Akberet gehört zu jenen jungen Flüchtlingen, die durchs Raster fallen. Die Maßnahmen nach dem Kinder- und Jugendhilfegesetz greifen aufgrund ihrer Volljährigkeit nicht mehr. Leistungen für Menschen mit einer Behinderung stehen ihr wegen des fehlenden Asylbescheides noch nicht zu. Akberet könnte nur dann eine Ausbildung in der Förderberufsschule beginnen, wenn ihr sonderpädagogischer Förderbedarf anerkannt ist. Es ist nur dem Goodwill der Don-Bosco-Schule zu verdanken, dass Akberet am Unterricht in der Berufsintegrationsklasse teilnehmen kann.

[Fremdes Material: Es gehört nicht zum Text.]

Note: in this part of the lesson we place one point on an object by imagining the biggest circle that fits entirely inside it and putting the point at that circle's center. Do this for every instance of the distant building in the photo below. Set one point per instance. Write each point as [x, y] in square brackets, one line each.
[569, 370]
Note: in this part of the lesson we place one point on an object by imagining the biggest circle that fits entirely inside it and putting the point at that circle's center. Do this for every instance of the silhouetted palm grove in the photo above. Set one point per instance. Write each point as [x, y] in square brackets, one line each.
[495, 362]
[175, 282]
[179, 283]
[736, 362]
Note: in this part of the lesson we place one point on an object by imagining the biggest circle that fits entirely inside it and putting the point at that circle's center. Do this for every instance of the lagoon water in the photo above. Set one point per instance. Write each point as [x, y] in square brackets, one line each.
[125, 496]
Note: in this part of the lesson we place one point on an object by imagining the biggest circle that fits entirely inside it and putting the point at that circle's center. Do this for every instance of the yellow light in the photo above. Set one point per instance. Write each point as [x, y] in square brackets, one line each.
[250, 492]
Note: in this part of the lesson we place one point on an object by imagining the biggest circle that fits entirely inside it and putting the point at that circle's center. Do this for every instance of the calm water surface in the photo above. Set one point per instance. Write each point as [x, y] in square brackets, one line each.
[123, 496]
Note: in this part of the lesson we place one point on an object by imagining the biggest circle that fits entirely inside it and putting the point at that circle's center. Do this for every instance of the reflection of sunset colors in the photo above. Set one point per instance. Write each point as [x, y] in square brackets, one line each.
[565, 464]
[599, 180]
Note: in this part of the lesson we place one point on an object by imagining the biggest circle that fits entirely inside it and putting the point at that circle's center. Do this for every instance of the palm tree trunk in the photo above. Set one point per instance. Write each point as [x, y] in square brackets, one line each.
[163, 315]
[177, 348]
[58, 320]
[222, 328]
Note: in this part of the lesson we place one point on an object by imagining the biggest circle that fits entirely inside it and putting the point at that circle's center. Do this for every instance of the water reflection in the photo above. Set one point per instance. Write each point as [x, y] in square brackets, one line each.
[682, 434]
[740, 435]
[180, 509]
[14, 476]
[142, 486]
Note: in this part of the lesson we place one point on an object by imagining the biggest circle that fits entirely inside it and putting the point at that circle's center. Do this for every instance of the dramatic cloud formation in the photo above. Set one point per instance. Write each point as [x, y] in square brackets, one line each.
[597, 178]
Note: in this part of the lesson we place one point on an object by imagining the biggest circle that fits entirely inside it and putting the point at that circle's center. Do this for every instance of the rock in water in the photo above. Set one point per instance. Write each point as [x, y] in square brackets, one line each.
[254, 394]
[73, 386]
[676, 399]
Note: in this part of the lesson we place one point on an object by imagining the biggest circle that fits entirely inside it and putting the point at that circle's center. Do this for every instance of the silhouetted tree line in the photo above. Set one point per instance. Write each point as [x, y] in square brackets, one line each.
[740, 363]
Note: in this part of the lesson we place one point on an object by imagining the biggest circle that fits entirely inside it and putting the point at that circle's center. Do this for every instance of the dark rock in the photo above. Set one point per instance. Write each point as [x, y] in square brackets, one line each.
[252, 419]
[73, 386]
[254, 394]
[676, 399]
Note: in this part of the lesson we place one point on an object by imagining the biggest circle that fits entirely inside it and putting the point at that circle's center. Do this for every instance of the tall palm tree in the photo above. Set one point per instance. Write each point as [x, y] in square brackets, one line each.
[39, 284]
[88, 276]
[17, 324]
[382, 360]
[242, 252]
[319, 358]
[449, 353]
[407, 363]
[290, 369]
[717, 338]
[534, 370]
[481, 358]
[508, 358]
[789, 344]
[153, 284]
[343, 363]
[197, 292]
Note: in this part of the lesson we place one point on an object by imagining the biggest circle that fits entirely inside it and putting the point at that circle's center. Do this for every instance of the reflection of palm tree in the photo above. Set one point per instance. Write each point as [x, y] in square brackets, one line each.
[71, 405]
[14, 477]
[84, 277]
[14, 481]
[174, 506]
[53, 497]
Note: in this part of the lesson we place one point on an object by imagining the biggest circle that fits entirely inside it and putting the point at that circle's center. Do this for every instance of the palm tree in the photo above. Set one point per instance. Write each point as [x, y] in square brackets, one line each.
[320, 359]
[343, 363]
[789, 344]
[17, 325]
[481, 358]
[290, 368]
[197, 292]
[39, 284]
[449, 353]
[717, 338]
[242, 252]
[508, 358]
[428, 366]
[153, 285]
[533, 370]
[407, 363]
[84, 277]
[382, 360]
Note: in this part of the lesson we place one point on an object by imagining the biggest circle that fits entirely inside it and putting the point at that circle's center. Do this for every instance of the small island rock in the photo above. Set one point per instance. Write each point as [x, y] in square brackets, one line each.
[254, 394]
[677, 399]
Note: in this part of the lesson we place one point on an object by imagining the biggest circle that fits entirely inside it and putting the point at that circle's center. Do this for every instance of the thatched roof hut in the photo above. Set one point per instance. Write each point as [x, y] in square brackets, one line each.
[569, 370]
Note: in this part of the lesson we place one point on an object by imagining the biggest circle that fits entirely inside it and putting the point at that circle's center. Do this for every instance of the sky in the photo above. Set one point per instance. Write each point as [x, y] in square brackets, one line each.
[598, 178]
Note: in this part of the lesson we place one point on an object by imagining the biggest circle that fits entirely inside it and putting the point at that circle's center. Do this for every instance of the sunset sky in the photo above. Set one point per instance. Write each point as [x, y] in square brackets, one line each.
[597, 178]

Akberets Lehrer haben beobachtet, dass sie völlig überfordert ist mit ihrer Situation, und regten eine rechtliche Betreuung an. Die übernahm die Würzburger Berufsbetreuerin Natascha Waskiewicz. Sechs Mal fragte sie inzwischen beim Bundesamt für Migration und Flüchtlinge per Fax nach, warum Akberets Verfahren nicht vorwärtsgeht. 40 Mal versuchte sie, die Behörde telefonisch zu erreichen: „Aber es geht nie jemand ran.“

Notbremse Untätigkeitsklage

Nun zog Waskiewicz Konsequenzen: „Ich ging mit meiner Klientin zum Verwaltungsgericht und erhob Untätigkeitsklage gegen die Bundesrepublik Deutschland.“ Zum ersten Mal während ihrer Tätigkeit als Betreuerin habe sie zu diesem Mittel gegriffen: „Zuvor hatte ich es in meinen Schreiben angedroht, aber auch darauf hatte man nicht reagiert.“

Deutschlandweit machen Verbände und Träger von Jugendhilfeeinrichtungen darauf aufmerksam, wie schwierig es ist, dass junge Flüchtlinge nach ihrem 18. Geburtstag in vielen Fällen nicht die Unterstützung erhalten, die sie trotz ihrer Volljährigkeit benötigen. Zwar ist es möglich, ihnen im Anschluss an eine Jugendhilfemaßnahme „Hilfen für junge Volljährige“ zu gewähren. Doch das geschieht keineswegs immer.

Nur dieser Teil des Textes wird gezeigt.